Bone scan index reliably predicts prostate cancer outcomes
CHICAGO — An automated bone scan index has been confirmed as a prognostic biomarker of OS, radiographic PFS and skeletal-related events among men with castration-resistant prostate cancer and bone metastases in a phase 3 trial presented at the ASCO Annual Meeting.
“Early bone scan progression is associated with reduced overall survival. The automated bone scan index permits a faster and more fully quantitative biomarker that can be used for clinical trials without limiting the clinical trial design to prevent both response and progression perturbations,” Andrew J. Armstrong, MD, associate professor of medicine, pharmacology and cancer biology, and surgery at Duke University School of Medicine, said in a presentation. “The primary objective of this analysis was to clinically validate the baseline-motivated bone scan index as a prognostic biomarker for overall survival.”
The automated bone scan index is a computational approach to bone scan imaging that uses artificial intelligence to determine the percentage of skeletal mass that is affected by cancer. The trial aimed to further validate the prognostic value of this tool.

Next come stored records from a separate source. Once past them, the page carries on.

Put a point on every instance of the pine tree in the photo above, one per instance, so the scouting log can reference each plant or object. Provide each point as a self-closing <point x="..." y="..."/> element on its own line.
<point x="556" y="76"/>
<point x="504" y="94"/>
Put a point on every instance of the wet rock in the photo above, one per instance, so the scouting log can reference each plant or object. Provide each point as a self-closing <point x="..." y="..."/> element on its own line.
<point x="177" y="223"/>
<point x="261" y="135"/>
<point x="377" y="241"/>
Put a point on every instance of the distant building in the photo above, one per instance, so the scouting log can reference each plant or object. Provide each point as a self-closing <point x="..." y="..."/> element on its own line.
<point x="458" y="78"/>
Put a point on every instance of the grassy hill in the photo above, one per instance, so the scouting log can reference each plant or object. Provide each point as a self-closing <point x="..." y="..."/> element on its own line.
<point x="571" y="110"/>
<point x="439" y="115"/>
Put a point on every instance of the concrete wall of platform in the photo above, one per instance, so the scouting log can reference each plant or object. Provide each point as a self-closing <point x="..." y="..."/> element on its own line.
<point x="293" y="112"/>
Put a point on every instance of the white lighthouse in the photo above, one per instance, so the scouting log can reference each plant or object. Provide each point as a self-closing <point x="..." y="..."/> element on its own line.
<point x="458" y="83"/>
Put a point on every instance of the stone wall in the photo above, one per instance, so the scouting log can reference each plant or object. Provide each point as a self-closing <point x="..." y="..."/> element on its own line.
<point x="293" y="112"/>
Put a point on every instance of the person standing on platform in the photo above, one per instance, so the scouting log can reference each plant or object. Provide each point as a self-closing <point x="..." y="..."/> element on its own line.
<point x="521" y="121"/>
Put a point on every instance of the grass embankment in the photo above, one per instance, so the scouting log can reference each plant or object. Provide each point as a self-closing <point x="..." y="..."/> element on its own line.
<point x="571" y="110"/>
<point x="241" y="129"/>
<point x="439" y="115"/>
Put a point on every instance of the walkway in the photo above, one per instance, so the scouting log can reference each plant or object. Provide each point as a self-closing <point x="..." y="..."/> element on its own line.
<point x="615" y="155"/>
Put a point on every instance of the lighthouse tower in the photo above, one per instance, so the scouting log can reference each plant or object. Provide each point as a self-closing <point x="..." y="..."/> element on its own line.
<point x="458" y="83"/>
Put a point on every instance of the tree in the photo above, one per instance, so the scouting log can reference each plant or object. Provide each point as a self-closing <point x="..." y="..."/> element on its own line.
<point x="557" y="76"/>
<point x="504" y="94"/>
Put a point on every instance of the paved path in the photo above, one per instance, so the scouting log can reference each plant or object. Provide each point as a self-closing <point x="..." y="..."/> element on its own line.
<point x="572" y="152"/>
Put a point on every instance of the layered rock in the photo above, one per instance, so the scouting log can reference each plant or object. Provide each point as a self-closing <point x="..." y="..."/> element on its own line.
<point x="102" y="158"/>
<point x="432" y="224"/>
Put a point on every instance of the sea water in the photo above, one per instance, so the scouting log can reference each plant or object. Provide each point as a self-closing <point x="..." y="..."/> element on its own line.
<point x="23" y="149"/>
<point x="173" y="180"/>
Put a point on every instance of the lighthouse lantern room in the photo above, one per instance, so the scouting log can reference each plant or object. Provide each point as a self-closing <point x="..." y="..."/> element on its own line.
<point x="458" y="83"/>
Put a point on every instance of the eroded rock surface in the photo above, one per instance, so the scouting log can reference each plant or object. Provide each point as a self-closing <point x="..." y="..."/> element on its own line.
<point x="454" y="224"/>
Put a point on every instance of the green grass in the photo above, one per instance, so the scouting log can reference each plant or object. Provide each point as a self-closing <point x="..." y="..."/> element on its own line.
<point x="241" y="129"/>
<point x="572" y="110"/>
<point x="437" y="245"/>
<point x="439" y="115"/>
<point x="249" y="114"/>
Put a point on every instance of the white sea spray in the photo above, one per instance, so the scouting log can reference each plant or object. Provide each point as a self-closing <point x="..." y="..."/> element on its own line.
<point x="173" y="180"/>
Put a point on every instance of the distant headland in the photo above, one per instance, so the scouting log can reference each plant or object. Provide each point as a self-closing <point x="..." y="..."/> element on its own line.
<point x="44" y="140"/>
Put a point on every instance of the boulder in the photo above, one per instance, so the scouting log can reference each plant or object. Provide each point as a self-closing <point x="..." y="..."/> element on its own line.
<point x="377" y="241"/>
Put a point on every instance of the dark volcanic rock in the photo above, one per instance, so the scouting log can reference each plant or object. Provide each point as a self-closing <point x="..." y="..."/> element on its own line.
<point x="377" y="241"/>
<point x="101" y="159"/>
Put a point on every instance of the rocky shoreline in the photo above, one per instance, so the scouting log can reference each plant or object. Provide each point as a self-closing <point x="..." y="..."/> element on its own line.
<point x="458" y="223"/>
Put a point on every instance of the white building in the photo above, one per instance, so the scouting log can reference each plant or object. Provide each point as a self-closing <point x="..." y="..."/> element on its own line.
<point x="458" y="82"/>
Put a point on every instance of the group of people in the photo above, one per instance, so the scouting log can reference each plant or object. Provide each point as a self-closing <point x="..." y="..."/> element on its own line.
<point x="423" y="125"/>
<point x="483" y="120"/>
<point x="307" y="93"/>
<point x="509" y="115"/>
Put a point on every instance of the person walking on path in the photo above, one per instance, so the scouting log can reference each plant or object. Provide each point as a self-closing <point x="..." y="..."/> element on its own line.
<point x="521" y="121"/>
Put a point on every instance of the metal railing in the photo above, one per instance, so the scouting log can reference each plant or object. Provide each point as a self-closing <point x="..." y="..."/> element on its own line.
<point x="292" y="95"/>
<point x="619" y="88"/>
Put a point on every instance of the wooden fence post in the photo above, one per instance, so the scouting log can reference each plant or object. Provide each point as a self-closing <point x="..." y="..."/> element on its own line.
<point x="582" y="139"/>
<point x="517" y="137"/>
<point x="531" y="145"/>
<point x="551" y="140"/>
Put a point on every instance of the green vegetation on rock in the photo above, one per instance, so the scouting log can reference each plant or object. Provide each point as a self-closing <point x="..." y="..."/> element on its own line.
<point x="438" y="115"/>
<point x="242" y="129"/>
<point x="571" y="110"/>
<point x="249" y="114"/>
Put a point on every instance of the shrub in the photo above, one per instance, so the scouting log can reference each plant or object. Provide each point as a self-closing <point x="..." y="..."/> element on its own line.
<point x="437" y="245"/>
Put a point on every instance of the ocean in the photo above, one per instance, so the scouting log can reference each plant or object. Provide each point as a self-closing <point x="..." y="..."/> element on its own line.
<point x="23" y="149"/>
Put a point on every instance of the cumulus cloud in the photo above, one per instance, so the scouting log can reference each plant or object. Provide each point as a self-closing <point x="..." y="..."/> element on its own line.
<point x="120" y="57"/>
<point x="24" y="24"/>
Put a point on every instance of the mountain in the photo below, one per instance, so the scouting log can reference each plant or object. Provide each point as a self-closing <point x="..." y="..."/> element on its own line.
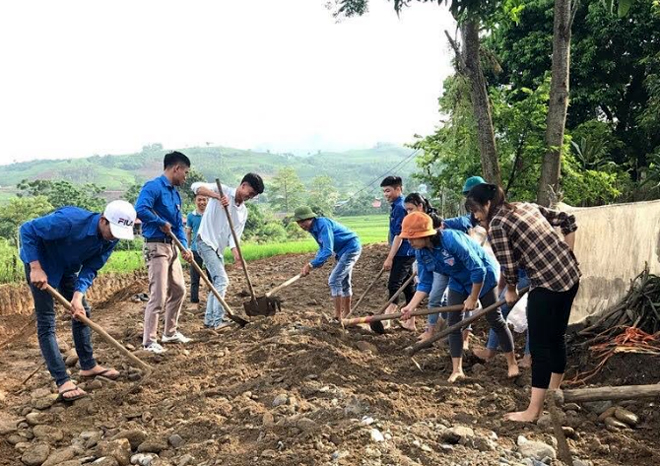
<point x="351" y="170"/>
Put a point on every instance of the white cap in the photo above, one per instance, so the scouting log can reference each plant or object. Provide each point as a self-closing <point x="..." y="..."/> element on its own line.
<point x="121" y="216"/>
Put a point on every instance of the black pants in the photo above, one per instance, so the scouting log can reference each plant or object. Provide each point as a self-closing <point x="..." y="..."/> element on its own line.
<point x="401" y="271"/>
<point x="194" y="278"/>
<point x="494" y="318"/>
<point x="547" y="319"/>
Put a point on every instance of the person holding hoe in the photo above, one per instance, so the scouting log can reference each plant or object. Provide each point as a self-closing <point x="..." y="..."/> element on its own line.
<point x="65" y="250"/>
<point x="472" y="276"/>
<point x="332" y="237"/>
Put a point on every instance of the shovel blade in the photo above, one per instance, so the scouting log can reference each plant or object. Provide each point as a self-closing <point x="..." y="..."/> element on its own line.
<point x="262" y="306"/>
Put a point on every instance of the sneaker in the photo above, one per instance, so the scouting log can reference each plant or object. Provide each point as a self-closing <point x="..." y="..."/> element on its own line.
<point x="178" y="337"/>
<point x="155" y="348"/>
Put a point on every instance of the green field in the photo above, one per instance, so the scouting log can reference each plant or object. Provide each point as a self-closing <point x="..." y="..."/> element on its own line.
<point x="370" y="229"/>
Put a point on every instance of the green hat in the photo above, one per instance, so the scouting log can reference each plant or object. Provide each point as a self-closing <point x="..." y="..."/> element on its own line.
<point x="471" y="183"/>
<point x="303" y="213"/>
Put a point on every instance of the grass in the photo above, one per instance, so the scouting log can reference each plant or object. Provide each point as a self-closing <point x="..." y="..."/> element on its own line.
<point x="370" y="229"/>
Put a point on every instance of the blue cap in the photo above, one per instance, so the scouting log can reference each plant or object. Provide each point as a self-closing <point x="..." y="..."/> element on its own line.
<point x="471" y="183"/>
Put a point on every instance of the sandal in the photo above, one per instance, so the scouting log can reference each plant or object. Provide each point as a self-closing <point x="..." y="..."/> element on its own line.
<point x="61" y="397"/>
<point x="101" y="374"/>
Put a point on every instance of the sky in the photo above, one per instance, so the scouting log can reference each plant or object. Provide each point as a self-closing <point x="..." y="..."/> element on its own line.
<point x="108" y="77"/>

Armstrong and colleagues enrolled 1,245 men with metastatic, castration-resistant prostate cancer and bone metastases who were treated with tasquinimod (Active Biotech) or placebo and conducted whole-body scans at screening on all participants. The researchers locked the prospective biomarker analysis of the automated bone scan index before unblinding treatment. They analyzed automated bone scan indexes for independent prognostic correlation with OS, radiographic PFS and symptomatic skeletal-related events.
The researchers evaluated scans from 241 trial locations in 37 countries. The patients who received automated bone scan indexes (n = 721) appeared characteristic of all participants involved in the study based on OS outcomes and patient characteristics at the time of screening.
The median automated bone scan index was 1.07 (standard error = 0.05). The researchers grouped the different indexes into quartiles (n = 180-181); levels ranged from Q1 to Q4 (Q1, 0-0.3; Q2, > 0.3-1.1; Q3, > 1.1-4; and Q4, > 4).
Median OS ranged from 35 months in Q1 to 13 months in Q4 (P < .0001). The researchers observed significant associations between baseline automated bone scan index and OS (HR, 1.2 per doubling of bone scan index; P < .0001); these correlations maintained independent associations with OS after the researchers adjusted for treatment, PSA, C-reactive protein, LDH and albumin. The baseline automated bone scan index also correlated with radiographic PFS (P = .0005), time to symptomatic progression (P < .0001) and time to symptomatic skeletal-related events (P = .001).
This trial is the largest to date to show “clinically important outcomes associated with the bone scan index at baseline,” Armstrong said.
He also discussed the ways in which this study may inform practice.
“The automated bone scan index could be considered for clinical trial eligibility or for risk stratification based on these defined thresholds; they may be promising as endpoints. Ongoing work to define bone scan index criteria for bone progression will inform future work that may create a more quantifiable bone marker,” Armstrong said. “This is not meant to replace the radiographic interpretation by nuclear medicine physicians who read a bone scan. It is intended to quantify what they’re measuring so we can incorporate this into clinical trial practice and the designing of endpoints.” – by Julia Ernst, MS
Armstrong AJ, et al. Abstract 5006. Presented at: ASCO Annual Meeting; June 2-6, 2017; Chicago.
Disclosures: Armstrong reports he is a consultant or advisor for Bayer, Dendreon, Eisai, Janssen Biotech, Medivation, Novartis and Sanofi; receives honoraria from and serves on the speakers bureau for Dendreon and Sanofi; receives travel, accommodations and expenses from Dendreon, Janssen Biotech, Medivation and Sanofi; receives research funding through his institution from Astellas Pharma, Bayer, Bristol-Myers Squibb, Dendreon, Gilead Sciences, Janssen Oncology, Medivation, Novartis, Pfizer and Sanofi; and receives patents, royalties and other intellectual property through his institution for circulating tumor cell novel capture technology. Please see the full study for a list of all other researchers’ relevant financial disclosures.